Он видел безупречно постриженные газоны перед главным входом в казино, пальмы, магнолии, кедры, редчайшие породы каких-то тропических деревьев, нежные растения, окунающие свои слабые, декадентские ветви в искусственные водоемы с розовыми лилиями, очень высоким итальянским камышом и лотосом, красные дорожки, кое-где в укромных уголках пустые скамьи, известные тем, что почти на каждой из них кто-нибудь застрелился, и Наполеон представлял себе всех этих самоубийц, несчастных игроков, которых так равнодушно – вот уже в течение ста лет – одного за другим убивала рулетка, но в его корсиканском воображении не менее живо возникали и другие картины – картины громадных удач, счастья, неожиданно свалившегося с неба в руки бедного человека и в один миг волшебно изменившего его жизнь.
Недавно Наполеон дежурил в ночном буфете казино и собственными глазами видел, как один приезжий итальянец из Вентимильи выиграл четыреста тысяч новых франков – что-то восемьдесят тысяч долларов! Сначала ему страшно не везло, он проигрался в пух, у него оставалась всего одна-единственная жалкая десятифранковая фишка, которую он сжимал в кулаке с побелевшими косточками суставов, не решаясь сделать свою последнюю ставку, после которой он делался нищим…

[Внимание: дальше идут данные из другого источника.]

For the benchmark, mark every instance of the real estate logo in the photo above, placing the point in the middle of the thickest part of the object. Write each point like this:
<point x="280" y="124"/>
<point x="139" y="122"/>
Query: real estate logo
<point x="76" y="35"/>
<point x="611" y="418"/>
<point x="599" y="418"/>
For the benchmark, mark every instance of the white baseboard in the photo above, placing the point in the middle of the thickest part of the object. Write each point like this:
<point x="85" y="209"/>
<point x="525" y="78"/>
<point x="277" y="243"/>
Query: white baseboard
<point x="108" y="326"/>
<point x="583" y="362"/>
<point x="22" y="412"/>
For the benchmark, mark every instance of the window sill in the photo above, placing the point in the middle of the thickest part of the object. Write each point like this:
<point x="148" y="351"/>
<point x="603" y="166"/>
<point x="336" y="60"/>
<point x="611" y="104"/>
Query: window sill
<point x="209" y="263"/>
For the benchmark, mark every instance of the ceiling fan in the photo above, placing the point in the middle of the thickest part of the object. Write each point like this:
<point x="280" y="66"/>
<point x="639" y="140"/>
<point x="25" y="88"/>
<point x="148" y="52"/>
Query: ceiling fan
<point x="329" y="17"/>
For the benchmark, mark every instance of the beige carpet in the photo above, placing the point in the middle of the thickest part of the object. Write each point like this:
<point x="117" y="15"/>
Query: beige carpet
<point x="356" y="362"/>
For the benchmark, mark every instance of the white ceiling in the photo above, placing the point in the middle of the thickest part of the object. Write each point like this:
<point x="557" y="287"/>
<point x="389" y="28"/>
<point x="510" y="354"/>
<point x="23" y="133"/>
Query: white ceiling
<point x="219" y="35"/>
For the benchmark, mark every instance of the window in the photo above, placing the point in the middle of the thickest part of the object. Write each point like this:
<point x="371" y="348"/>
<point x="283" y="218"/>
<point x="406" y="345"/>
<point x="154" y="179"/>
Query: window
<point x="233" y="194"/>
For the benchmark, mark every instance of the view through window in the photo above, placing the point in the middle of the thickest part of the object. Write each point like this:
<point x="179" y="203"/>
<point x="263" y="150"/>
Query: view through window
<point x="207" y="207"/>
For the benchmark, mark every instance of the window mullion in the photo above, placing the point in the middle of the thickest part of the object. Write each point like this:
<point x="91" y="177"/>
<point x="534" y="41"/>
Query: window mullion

Вот примерно что из себя представляют фишки казино Монте-Карло. Пять франков – голубой кружок, но его ставят главным образом в общих залах, куда пускают туристов и всякую другую шпану. В главных же залах ходят такие фишки: десять франков – белый кружок, двадцать франков – красно-томатный кружок, пятьдесят франков – оранжевый кружок, сто франков – зеленый кружок. Затем начинаются фишки высокого полета: пятьсот франков – уже не кружок, а прямоугольная плитка цвета слоновой кости, тысяча франков – темно-желтый прямоугольник, пять тысяч франков – довольно большой белый прямоугольник с косой красной лентой через всю фишку, напоминающий этикетку шампанского «кордон руж». Затем десять тысяч франков – большой чисто белый прямоугольник и, наконец, двадцать тысяч франков – очень крупный сине-голубой прямоугольник, при одном лишь взгляде на который сладко кружится голова. И все эти фишки были сделаны как бы из прозрачной и твердой, как сталь, легкой пластмассы.
Некоторые веселые игроки называли в шутку прямоугольные фишки котлетками. Это было инфантильно, но, согласитесь, довольно остроумно.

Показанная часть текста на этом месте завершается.